Chapter 99
Adam
The hum of the engine filled the SUV, steady as a heartbeat. Outside, the Texas sun was sinking, bleeding the sky in shades of fire. We had hours—maybe less—before the bastards regrouped, before they moved their operation again.
I wasn’t about to give them that chance.
I leaned over Russ’s notes spread across the dash. Names. Routes. Timetables. All pieces of a machine designed to grind human lives into parts.
“We hit Corpus Christi next,” I said flatly. “Boone, I want eyes on every shipment that’s moved through the port in the last month. Refrigerated trucks, containers, cargo manifests—if it moves cold, I want it flagged.”
Boone muttered, fingers flying over his laptop keys. “You realize you’re asking me to hack half the damn coast guard, right?”
“Do it anyway.”
He huffed smoke out the window. “Already on it.”
I turned to Russ. “Cross-reference his pulls with the shell companies. Find me overlap. Anything that ties Corpus to San Antonio.”
Russ nodded, already scribbling.
“Hawk, Blade—you’ll run point with me. Logan, you back us up and keep your head on straight.”
Logan bristled but didn’t argue. Progress.
I finally looked at Raine. She sat steady, her pistol balanced across her lap, eyes sharp. The soldier in her was back full force, but there was more—fire, resolve, the kind that didn’t break.
“You stay glued to me,” I said, voice low. “No matter what. Understood?”
Her chin lifted. “Understood.”
Hawk smirked. “What about me, boss? Don’t get a personal vow of devotion?”
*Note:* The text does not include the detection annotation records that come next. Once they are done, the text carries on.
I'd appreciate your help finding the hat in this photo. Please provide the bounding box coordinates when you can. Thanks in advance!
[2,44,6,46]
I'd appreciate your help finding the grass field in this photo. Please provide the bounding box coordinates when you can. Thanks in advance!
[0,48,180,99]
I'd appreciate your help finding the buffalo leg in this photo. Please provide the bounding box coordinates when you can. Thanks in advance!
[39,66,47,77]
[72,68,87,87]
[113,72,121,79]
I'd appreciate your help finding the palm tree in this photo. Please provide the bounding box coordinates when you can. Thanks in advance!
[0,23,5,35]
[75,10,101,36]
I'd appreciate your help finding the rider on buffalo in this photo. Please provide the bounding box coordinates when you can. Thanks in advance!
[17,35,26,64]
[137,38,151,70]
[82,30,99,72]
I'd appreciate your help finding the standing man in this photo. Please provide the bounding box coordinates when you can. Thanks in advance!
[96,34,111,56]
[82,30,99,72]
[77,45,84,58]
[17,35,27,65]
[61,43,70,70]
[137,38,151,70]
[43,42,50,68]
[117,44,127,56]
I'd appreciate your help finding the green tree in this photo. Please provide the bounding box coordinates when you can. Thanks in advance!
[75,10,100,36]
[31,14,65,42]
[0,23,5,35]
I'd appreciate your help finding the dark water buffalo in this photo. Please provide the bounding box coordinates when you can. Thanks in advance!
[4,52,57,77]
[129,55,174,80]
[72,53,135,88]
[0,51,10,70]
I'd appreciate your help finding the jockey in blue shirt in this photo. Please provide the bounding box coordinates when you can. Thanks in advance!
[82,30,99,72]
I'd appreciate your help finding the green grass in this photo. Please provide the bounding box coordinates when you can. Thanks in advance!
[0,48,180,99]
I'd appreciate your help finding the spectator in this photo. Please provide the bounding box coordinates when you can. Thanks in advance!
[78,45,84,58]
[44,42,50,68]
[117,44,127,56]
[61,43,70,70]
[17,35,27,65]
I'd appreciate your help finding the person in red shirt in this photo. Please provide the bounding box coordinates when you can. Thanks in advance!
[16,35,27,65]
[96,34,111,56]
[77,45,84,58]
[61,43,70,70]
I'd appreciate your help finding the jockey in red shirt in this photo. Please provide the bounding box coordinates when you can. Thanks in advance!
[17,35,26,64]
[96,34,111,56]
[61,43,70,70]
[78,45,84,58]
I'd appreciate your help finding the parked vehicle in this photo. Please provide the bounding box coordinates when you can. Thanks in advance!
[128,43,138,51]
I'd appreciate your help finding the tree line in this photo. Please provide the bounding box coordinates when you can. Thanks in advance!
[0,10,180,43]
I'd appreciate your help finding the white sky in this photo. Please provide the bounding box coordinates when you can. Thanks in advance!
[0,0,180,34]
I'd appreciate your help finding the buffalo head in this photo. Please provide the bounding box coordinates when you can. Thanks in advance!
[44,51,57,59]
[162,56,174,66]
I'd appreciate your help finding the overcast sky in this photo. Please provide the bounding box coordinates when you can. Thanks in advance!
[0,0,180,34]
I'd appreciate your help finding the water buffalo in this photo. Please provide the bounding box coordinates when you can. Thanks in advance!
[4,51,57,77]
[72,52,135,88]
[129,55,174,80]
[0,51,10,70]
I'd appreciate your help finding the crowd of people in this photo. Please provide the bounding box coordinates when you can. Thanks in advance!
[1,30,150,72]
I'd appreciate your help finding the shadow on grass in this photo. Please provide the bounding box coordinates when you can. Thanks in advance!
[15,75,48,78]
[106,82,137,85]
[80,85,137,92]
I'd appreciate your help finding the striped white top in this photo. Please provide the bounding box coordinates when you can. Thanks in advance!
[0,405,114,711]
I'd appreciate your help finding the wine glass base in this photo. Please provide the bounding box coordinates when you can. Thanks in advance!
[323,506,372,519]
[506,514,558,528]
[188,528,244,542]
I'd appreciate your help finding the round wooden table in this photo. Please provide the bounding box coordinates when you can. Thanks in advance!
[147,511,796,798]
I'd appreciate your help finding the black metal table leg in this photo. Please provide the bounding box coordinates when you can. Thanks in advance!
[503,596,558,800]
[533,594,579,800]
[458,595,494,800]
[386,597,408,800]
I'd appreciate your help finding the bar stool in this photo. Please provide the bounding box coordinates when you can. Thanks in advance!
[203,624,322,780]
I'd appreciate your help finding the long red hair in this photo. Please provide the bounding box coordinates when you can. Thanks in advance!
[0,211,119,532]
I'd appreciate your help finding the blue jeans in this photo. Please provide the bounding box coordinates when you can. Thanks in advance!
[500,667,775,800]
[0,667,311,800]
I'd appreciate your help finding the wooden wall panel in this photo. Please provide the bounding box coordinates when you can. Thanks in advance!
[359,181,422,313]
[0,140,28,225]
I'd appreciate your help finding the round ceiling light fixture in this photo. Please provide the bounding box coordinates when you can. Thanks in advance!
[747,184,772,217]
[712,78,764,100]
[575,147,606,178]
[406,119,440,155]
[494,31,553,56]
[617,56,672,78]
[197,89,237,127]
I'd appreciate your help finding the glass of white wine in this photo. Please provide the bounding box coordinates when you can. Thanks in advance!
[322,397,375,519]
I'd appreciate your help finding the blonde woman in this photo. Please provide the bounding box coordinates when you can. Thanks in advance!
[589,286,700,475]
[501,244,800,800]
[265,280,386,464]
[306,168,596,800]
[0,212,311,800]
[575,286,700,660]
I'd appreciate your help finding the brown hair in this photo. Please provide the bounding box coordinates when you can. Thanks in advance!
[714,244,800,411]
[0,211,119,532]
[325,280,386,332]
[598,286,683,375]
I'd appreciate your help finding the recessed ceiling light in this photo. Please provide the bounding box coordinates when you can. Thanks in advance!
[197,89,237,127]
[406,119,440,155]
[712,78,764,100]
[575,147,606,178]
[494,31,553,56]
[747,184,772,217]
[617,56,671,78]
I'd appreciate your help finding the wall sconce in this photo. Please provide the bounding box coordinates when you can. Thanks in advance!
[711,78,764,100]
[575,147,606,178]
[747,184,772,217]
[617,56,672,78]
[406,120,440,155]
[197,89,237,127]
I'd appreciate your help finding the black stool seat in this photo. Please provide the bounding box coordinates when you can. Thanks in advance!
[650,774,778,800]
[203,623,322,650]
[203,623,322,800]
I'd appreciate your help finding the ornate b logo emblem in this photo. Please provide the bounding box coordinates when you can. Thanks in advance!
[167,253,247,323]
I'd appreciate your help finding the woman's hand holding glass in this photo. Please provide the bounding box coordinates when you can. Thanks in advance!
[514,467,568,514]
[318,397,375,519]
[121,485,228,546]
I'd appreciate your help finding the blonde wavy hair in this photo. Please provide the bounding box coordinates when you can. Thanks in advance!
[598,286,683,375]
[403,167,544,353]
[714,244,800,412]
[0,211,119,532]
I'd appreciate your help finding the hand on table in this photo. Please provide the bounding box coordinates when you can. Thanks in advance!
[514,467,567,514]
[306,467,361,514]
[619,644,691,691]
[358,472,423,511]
“Shut up and check your mags,” I snapped.
Blade actually chuckled, low and sharp, before twirling his knife again.
For a beat, the SUV was silent except for Boone’s keys clacking and Russ’s pen scratching. Plans forming. Targets narrowing. The war machine moving forward—ours against theirs.
I looked out the window at the horizon, my jaw tight, my blood hot.
They thought they could erase the ridge. They thought they could use lives like currency. They thought we’d back off once we saw the scope.
They were wrong.
This wasn’t about playing defense anymore.
This was about fire.
And Adam Stoker didn’t miss when he pulled the trigger.